Edit Distance ( CSES ) Problem

and space optimized Dynamic Programming Solution using tabulation and memoization in Rust Language.

Introduction

Edit distance is another very commonly seen Dynamic Programming Problem and is very similar to Longest Common Subsequence Problem.

In this problem, we have to determine minimum number of operations required to transform one string into the other.

Now, the operations allowed are different for different websites or problems. We are solving CSES Edit Distance problem in this article.
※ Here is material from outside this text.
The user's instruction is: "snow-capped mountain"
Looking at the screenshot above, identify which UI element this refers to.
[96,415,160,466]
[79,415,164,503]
In this problem, allowed operations are

  1. Add one character to the string.
  2. Remove one character from the string.
  3. Replace one character in the string.

For example, strings are ABC and XYA. For this, answer should be 3, because you can simply replace each character.

Observation

The observation tells us that either the last character of string matches, or does not matches.

1. Last character of string is same : Then, we do not have to change it. We can simply solve the answer for n-1 and m-1 length strings. It can be proved it is always optimal.

2. Last character of string is not same : Then we can perform either of 3 operations, and take minimum of them. It requires 1 operation.

Recursive Solution

Recursive solution to this problem should be pretty straightforward now.

Algorithm

  1. If either of string is empty, return length of other string. Because, you have to either add all the characters or remove all the characters, depending on which string is empty.
  2. If the last character is same, simply return the function for strings of n-1 and m-1 length. This requires no operation.
  3. Otherwise, return 1 + minimum of all three operations.

Function

Here is the function using above algorithm

Note : In Rust Language, the String is UTF-8 encoded by default, hence, indexing is not possible in String type. Hence, we use Vec<char> instead.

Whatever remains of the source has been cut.